San Lorenzo comenzará este lunes una semana determinante. Después de los primeros días de trabajo de Pipo Gorosito, el Ciclón ya dejó atrás la pretemporada y ahora pone el foco en el primer partido oficial del semestre. El próximo viernes enfrentará a Deportivo Riestra por los 16avos de final de la Copa Argentina, un duelo de eliminación directa que marcará el inicio del nuevo ciclo y en el que no habrá margen de error.
Un comienzo con más problemas que certezas
La primera semana de Gorosito estuvo lejos de ser tranquila. Apenas comenzó el ciclo, estalló el conflicto con Lautaro Montenegro, quien se ausentó de los entrenamientos y luego se conoció que había viajado a Emiratos Árabes para firmar un precontrato con Al Wahda. Una situación que todavía no tiene resolución dentro del plantel.
A mitad de semana llegó otro golpe importante: se confirmó la salida al León de México de Jhohan Romaña, uno de los pilares defensivos del equipo, a cambio de un resarcimiento económico que no alcanzó el millón de dólares.
La incógnita Orlando Gill
En los próximos días se espera el regreso de Orlando Gill a la Ciudad Deportiva, luego de los días de descanso que disfrutó en Paraguay tras su destacada actuación en el Mundial.
Sin embargo, en Boedo saben que su continuidad está cada vez más comprometida. El arquero despertó el interés de varios clubes europeos y su representante ya reconoció consultas del Manchester United, mientras que desde Alemania también lo vincularon con el Bayern Múnich.
Todo indica que Gill volverá para reincorporarse al plantel, aunque las posibilidades de que continúe defendiendo el arco azulgrana son cada vez menores.
El arco, otra decisión pendiente
Mientras espera novedades sobre Gill, Gorosito también debe resolver quién será el arquero del debut.
En el amistoso frente a Rosario Central, el entrenador se inclinó por Facundo Altamirano, quien arrancó como titular por encima de José Devecchi. Si bien el resultado no fue favorable —los titulares de San Lorenzo cayeron 1-0—, el ex Banfield parece haber tomado una pequeña ventaja.
De todos modos, la decisión definitiva dependerá, en gran parte, de la situación de Gill: ¿Si vuelve estará disponible para atajar con el Malevo?
¿Otra baja importante?
A las salidas y las incertidumbres se suma una ausencia prácticamente confirmada.
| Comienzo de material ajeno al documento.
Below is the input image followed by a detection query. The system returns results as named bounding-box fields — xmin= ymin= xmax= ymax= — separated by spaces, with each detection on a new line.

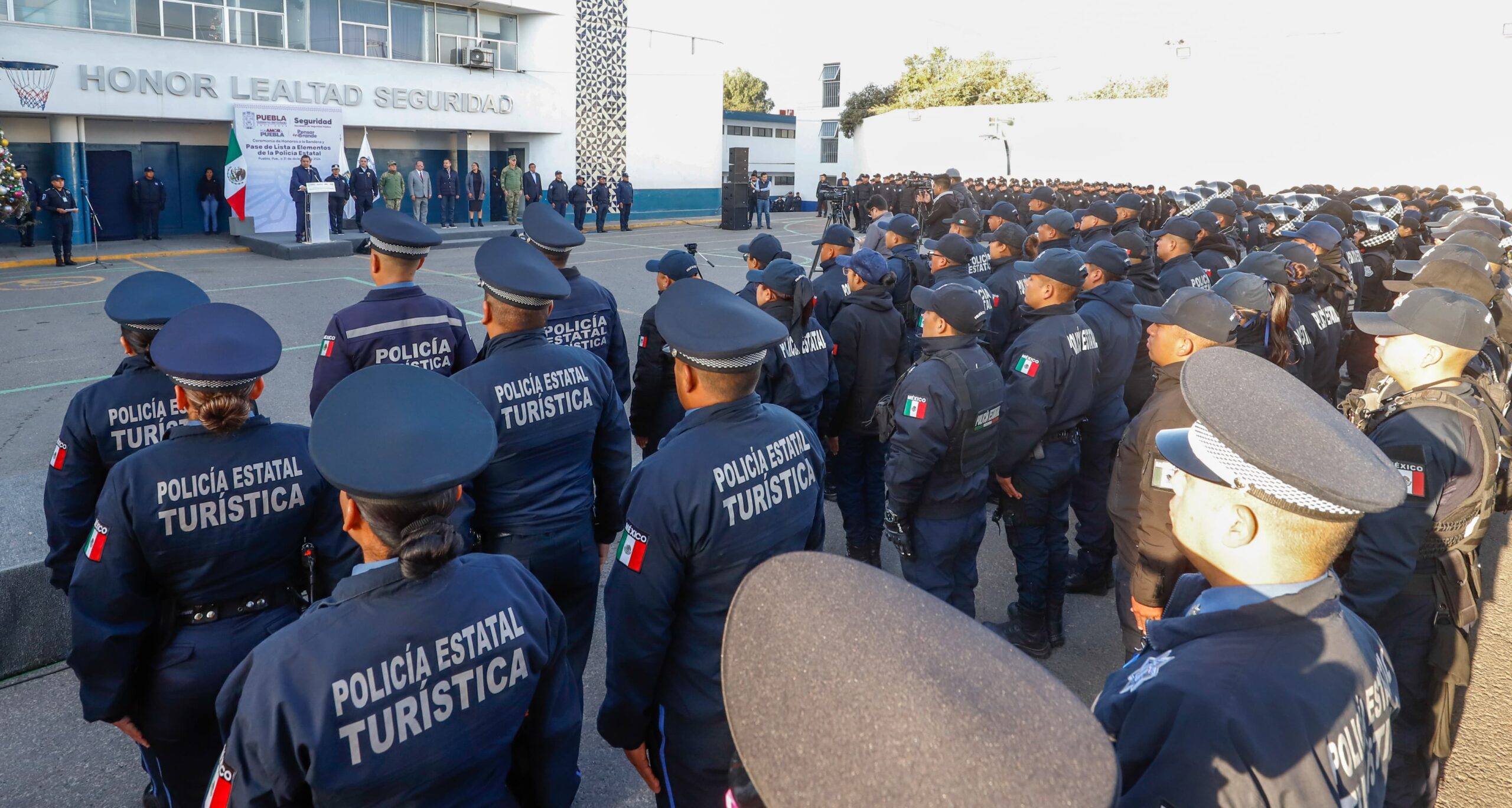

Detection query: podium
xmin=304 ymin=183 xmax=335 ymax=243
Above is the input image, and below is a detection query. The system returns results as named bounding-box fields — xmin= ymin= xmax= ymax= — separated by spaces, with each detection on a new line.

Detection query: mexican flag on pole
xmin=225 ymin=126 xmax=246 ymax=221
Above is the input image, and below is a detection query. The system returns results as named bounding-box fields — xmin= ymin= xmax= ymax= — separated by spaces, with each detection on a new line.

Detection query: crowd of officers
xmin=44 ymin=172 xmax=1512 ymax=808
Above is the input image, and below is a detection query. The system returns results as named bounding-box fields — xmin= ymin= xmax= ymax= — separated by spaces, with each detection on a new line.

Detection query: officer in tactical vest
xmin=877 ymin=283 xmax=1002 ymax=617
xmin=1340 ymin=289 xmax=1504 ymax=806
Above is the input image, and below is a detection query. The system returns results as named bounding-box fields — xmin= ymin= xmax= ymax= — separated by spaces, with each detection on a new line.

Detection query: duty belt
xmin=178 ymin=585 xmax=294 ymax=625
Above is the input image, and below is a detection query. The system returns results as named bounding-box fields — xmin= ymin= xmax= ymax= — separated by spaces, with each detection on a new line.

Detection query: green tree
xmin=1070 ymin=76 xmax=1170 ymax=102
xmin=724 ymin=68 xmax=775 ymax=112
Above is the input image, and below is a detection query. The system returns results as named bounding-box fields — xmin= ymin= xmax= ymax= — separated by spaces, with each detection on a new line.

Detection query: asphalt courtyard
xmin=0 ymin=213 xmax=1506 ymax=808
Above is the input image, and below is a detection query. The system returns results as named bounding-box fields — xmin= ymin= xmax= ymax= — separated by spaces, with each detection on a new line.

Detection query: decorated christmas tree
xmin=0 ymin=132 xmax=30 ymax=219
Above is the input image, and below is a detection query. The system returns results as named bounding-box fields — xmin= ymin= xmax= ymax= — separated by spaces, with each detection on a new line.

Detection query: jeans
xmin=200 ymin=194 xmax=221 ymax=233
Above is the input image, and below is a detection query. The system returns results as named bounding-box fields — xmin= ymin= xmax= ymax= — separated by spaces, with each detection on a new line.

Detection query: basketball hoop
xmin=0 ymin=60 xmax=57 ymax=110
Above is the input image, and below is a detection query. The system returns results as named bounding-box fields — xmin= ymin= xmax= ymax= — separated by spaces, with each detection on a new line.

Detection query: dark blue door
xmin=84 ymin=150 xmax=136 ymax=240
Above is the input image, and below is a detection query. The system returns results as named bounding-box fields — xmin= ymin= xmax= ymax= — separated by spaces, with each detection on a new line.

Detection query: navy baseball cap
xmin=810 ymin=224 xmax=856 ymax=247
xmin=924 ymin=233 xmax=977 ymax=263
xmin=737 ymin=233 xmax=782 ymax=266
xmin=105 ymin=271 xmax=210 ymax=331
xmin=473 ymin=237 xmax=568 ymax=309
xmin=656 ymin=278 xmax=788 ymax=374
xmin=1134 ymin=286 xmax=1239 ymax=342
xmin=153 ymin=302 xmax=283 ymax=390
xmin=835 ymin=248 xmax=888 ymax=283
xmin=909 ymin=283 xmax=988 ymax=334
xmin=644 ymin=250 xmax=699 ymax=280
xmin=310 ymin=363 xmax=499 ymax=499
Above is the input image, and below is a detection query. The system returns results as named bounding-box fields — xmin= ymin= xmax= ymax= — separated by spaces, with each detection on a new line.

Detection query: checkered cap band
xmin=478 ymin=280 xmax=552 ymax=309
xmin=672 ymin=348 xmax=767 ymax=371
xmin=1187 ymin=421 xmax=1364 ymax=516
xmin=367 ymin=233 xmax=431 ymax=258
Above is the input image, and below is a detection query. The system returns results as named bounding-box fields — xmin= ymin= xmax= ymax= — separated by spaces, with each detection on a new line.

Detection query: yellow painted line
xmin=0 ymin=247 xmax=253 ymax=269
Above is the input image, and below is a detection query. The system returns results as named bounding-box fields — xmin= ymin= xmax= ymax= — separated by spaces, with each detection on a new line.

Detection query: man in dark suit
xmin=289 ymin=154 xmax=321 ymax=240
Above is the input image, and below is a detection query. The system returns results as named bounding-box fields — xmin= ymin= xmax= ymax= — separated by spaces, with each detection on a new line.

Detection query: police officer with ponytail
xmin=43 ymin=272 xmax=210 ymax=595
xmin=216 ymin=366 xmax=582 ymax=808
xmin=68 ymin=302 xmax=357 ymax=805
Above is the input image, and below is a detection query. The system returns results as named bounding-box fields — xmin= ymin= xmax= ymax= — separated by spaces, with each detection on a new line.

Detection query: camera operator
xmin=919 ymin=174 xmax=969 ymax=239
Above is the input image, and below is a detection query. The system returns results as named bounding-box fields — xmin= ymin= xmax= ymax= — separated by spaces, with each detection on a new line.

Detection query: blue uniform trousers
xmin=481 ymin=517 xmax=599 ymax=684
xmin=1004 ymin=442 xmax=1081 ymax=611
xmin=141 ymin=605 xmax=299 ymax=808
xmin=830 ymin=431 xmax=888 ymax=558
xmin=902 ymin=509 xmax=988 ymax=617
Manuel Insaurralde continúa recuperándose de una distensión muscular y tiene muy pocas posibilidades de llegar al encuentro frente a Riestra, por lo que Gorosito deberá volver a reorganizar la mitad de la cancha. Según lo que probó en Arroyo Seco, ese lugar va a ser ocupado por Ignacio Perruzzi.
El primer examen
Con varias bajas, un mercado de pases todavía sin incorporaciones ni inhibiciones levantadas y un plantel lleno de juveniles que empiezan a ganar terreno ante la necesidad, San Lorenzo afrontará un partido determinante para el futuro inmediato.
El viernes, en Morón, el equipo de Gorosito tendrá su primer examen oficial. Será un partido que puede marcar el rumbo del semestre: una victoria permitirá seguir en carrera en la Copa Argentina y empezar el ciclo con otro ánimo; una derrota, en cambio, significará un golpe muy difícil de digerir para un proyecto que recién comienza.